A few weeks ago I was speaking with a new acquaintance who, upon finding out that I’m a Forex trader, started bragging about a friend who turned $20,000 into $2,000,000 by selling the Yen in 2014.

Almost immediately, my bullsh*t meter went off.

In my head, I was thinking, “his friend must either be very very dumb, or very very lucky. Possibly both.”

But I pretended to be impressed.

I widened my eyes, raised my eyebrows and said something to the tune of, “wow… that’s awesome.”

You see, I’ve been in this business long enough to know that for every one person who strikes the Forex lottery, there are a thousand others who blew up multiple accounts trying to be that one special winner. Survivor bias, anyone?

“Yeah,” my acquaintance continued, “he offered to teach me to trade… but I don’t know, I’m thinking about it…”

My eyes glazed over. This guy just told me that his friend made a 9,900% return in 12 months, but he’s not sure if he wants to learn from him. Go figure.

Not wanting to sour the situation, I went along with it.

“So what’s he trading now?” It was the most genuine question I could muster at this point.

“I… I think he stopped trading. He’s doing something else now”.

Hm.

So maybe this friend of his wasn’t as dumb as I thought. He knew he got lucky and walked away while he was ahead. Or perhaps he later went on to blow up his account? I didn’t ask.

“Oh, that’s a pity…” I said, as I got ready for the conversation to end. Small talk isn’t really my thing.

“Yeah, that’s a lot of money.” came the predictable reply of a non-trader.

I simply smiled, nodded, and let the conversation die in awkward silence.

This is why I don’t get invited to parties.

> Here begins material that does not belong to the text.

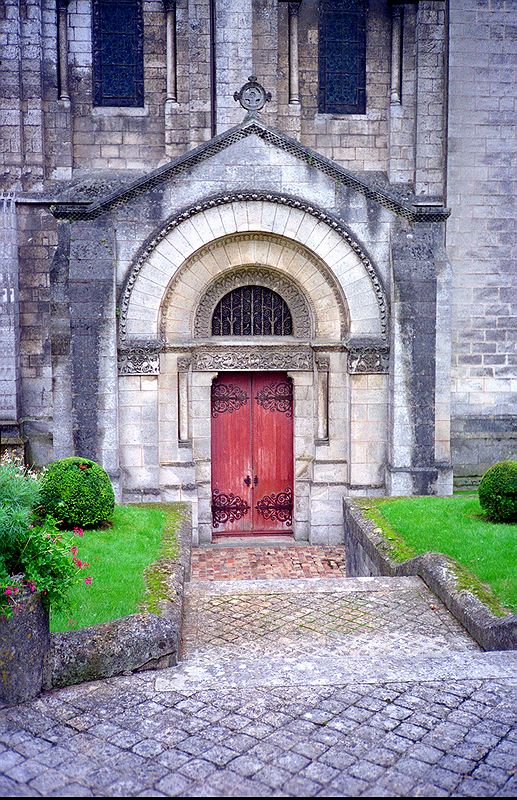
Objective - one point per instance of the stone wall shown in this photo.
(481, 233)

It’s not all about the profits

It’s no secret that people learn to trade because they want more money.

But the irony is that a focus on making profits is counterproductive.

Successful traders don’t win by making big profits. They win by not suffering big losses.

And they do that by betting small.

Check out this trader who bet the farm and lost everything:

trader lost it all

You can read more about him here.

Bottom line: Don’t get bedazzled by large gains. Watch your losses and the profits will take care of itself.